L1D – Level-one data

READ

ACCESS

L1I – Level-one instruction

WRITE

MISS

LL – Last-level cache

PREFETCH

DTLB – Data TLB

ITLB – Instruction TLB

BPU – Branch predictor

NODE – Local memory accesses

So for instance, PERF_COUNT_HW_CACHE_L1D:READ:ACCESS will count the number Level-one data cache reads.

libpfm4 Names

You can also pass a much large group of platform-specific counters. Which of these are available depends on the architecture and OS you’re running on. CFiddle use libpfm4 to parse these names.

You can generate a list of the available value with

$ showevtinfo

The resulting list can be a bit dizzying (showevtinfo is an example from the libpfm4 source distribution. It’s not installed by default. If you are using the CFiddle docker image or have run the install_prereqs.sh script in the CFiddle distribution, it should be available).
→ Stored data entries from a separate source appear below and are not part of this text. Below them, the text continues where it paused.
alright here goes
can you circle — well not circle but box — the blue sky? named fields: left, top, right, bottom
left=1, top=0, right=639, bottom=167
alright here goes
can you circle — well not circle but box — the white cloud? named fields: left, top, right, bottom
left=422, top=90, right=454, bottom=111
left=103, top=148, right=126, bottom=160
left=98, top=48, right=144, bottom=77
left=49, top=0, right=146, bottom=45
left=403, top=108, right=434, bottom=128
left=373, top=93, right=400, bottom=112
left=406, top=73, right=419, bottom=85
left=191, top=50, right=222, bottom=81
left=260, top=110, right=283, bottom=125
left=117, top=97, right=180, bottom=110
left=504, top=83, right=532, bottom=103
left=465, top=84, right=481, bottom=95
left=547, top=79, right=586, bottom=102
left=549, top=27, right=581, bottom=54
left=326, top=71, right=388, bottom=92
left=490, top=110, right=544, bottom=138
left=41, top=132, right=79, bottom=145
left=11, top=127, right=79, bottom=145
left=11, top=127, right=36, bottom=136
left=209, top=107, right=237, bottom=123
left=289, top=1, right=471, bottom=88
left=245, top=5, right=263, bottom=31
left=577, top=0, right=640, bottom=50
Here’s a quick orientation on the output:

At the top is a long list:

Supported PMU models:
     [7, netburst, "Pentium4"]
     [8, netburst_p, "Pentium4 (Prescott)"]
...

These are all the Performance Measurement Unit (PMUs) that libpfm4 knows about. A PMU is a generic Linux abstraction and it may or may not correspond to a piece hardware.
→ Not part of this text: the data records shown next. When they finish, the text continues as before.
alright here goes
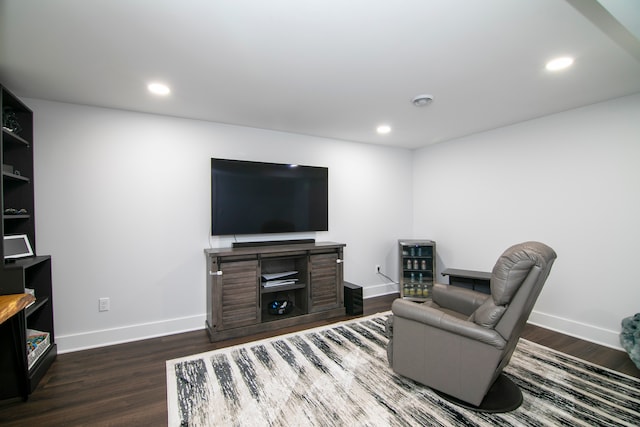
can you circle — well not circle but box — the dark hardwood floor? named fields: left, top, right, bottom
left=1, top=293, right=638, bottom=426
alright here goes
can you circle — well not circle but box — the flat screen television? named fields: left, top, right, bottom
left=211, top=158, right=328, bottom=236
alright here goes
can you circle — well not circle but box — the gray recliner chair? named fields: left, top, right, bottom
left=387, top=241, right=556, bottom=412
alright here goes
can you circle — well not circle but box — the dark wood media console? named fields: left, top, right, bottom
left=204, top=241, right=346, bottom=342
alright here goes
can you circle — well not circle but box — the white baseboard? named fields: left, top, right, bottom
left=57, top=284, right=402, bottom=353
left=363, top=281, right=399, bottom=299
left=363, top=285, right=625, bottom=352
left=528, top=310, right=623, bottom=351
left=59, top=289, right=623, bottom=355
left=56, top=314, right=206, bottom=354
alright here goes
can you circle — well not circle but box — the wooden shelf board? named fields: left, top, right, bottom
left=0, top=293, right=35, bottom=325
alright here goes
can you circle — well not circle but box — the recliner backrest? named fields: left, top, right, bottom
left=490, top=242, right=556, bottom=387
left=470, top=242, right=556, bottom=390
left=469, top=242, right=556, bottom=332
left=494, top=242, right=556, bottom=340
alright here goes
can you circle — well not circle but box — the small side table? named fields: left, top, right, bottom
left=0, top=293, right=36, bottom=401
left=442, top=268, right=491, bottom=294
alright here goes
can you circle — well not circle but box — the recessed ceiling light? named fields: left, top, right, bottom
left=545, top=57, right=574, bottom=71
left=377, top=125, right=391, bottom=134
left=148, top=82, right=171, bottom=95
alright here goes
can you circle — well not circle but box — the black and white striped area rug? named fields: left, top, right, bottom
left=166, top=313, right=640, bottom=426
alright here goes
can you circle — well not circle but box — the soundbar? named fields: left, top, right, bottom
left=233, top=238, right=316, bottom=248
Next, comes a list of the PMUs libpfm4 detected:

Detected PMU models:
     [18, ix86arch, "Intel X86 architectural PMU", 7 events, 1 max encoding, 7 counters, core PMU]
     [51, perf, "perf_events generic PMU", 189 events, 1 max encoding, 0 counters, OS generic PMU]
     [110, rapl, "Intel RAPL", 4 events, 1 max encoding, 3 counters, uncore PMU]
     [114, perf_raw, "perf_events raw PMU", 1 events, 1 max encoding, 0 counters, OS generic PMU]
     [200, skl, "Intel Skylake", 83 events, 2 max encoding, 11 counters, core PMU]
...

In this example we the generic x86 PMU, the perf PMU that provides the hardware and software counters described in the perf_event_open() section above, the rapl PMU that provides power/energy measurements, the perf_raw PMU, and the micro-architecture-specific Skylake PMU.

Finally, there is the list of events. On my development system there are 284 of them. Here’s the first:

#-----------------------------
IDX      : 37748736
PMU name : ix86arch (Intel X86 architectural PMU)
Name     : UNHALTED_CORE_CYCLES
Equiv    : None
Flags    : None
Desc     : count core clock cycles whenever the clock signal on the specific core is running (not halted)
Code     : 0x3c
Modif-00 : 0x00 : PMU : [k] : monitor at priv level 0 (boolean)
Modif-01 : 0x01 : PMU : [u] : monitor at priv level 1, 2, 3 (boolean)
Modif-02 : 0x02 : PMU : [e] : edge level (may require counter-mask >= 1) (boolean)
Modif-03 : 0x03 : PMU : [i] : invert (boolean)
Modif-04 : 0x04 : PMU : [c] : counter-mask in range [0-255] (integer)
Modif-05 : 0x05 : PMU : [t] : measure any thread (boolean)
Modif-06 : 0x07 : PMU : [intx] : monitor only inside transactional memory region (boolean)
Modif-07 : 0x08 : PMU : [intxcp] : do not count occurrences inside aborted transactional memory region (boolean)
...

Here’s what the fields mean:

  • IDXlibpfm4’s internal ID for the event.

  • PMU name – Which PMU provides it.

  • Name – The event’s name

  • Equiv – An alternate name for event (if any).

  • Desc – A desciption.

  • Flags, Code – Values that specify the event.

  • Modif-* – Modifiers.

  • Umask-* – Masks to filter event. This event doesn’t have any.

The meaning and number of the modifiers varies from PMU to PMU. More information about each is available via man:

$ man libpfm_intel_x86_arch

Performance Counter Pitfalls

Performance counters can be tricky. Here are some potential pitfalls:

  1. Not all combinations of hardware counters can be used at once. The details of this are byzantine. Trial-and-error is a good approach to figuring out what works.

  2. CFiddle will print errors when performance counter configuration failed, but your experiments will still run. You’ll just get zeros.